Cinque was born around 1813 in the village of Mani, in what is now Sierra Leone. His given name was Sengbe Pieh. He was a member of the Mende people. In 1839, other Africans captured Pieh and sold him to European merchants on the African coast. Traders of enslaved people then brought Pieh and a group of other African captives to Cuba illegally. In Havana, the Spanish traders Pedro Montes and José Ruiz purchased about 50 of these captives, including Pieh. The Spaniards gave Pieh the name Joseph Cinque.
The Spaniards shipped the captives aboard the schooner La Amistad, bound for the Cuban town of Puerto Principe (now Camagüey). The captives were chained to a wall below the deck of the ship. Cinque used a nail to break his chains and helped free his fellow captives. The captives attacked the crew and took control of the ship. They killed the captain and his cook and captured Montes, Ruiz, and the cabin boy. The captives ordered Montes and Ruiz to sail to Africa. However, Montes and Ruiz tricked the captives by following a course that took them near the United States.
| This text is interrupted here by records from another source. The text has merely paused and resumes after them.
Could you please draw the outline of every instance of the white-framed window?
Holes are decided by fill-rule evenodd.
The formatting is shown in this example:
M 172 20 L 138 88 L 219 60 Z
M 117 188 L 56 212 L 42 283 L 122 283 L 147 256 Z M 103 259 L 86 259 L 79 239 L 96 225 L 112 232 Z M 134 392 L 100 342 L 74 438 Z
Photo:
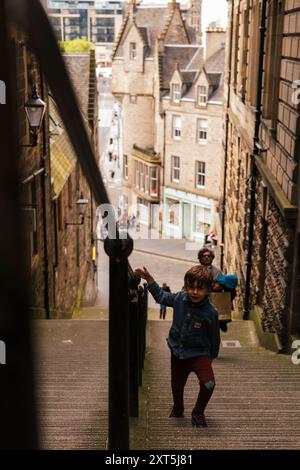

The ship reached Long Island, New York, where Montes and Ruiz reported the killings. Officials arrested the rebels and took them to Connecticut, where they were put on trial. United States circuit and district courts reviewed the case. The district court ruled that the rebels had been free people who were illegally enslaved and thus were justified in rebelling. The case went to the Supreme Court of the United States in 1841. The court ruled in favor of the rebels. Cinque and most of the other remaining Amistad rebels then returned to Africa. Cinque worked briefly as a trader at an African mission in Sierra Leone. He died in Sierra Leone in 1879.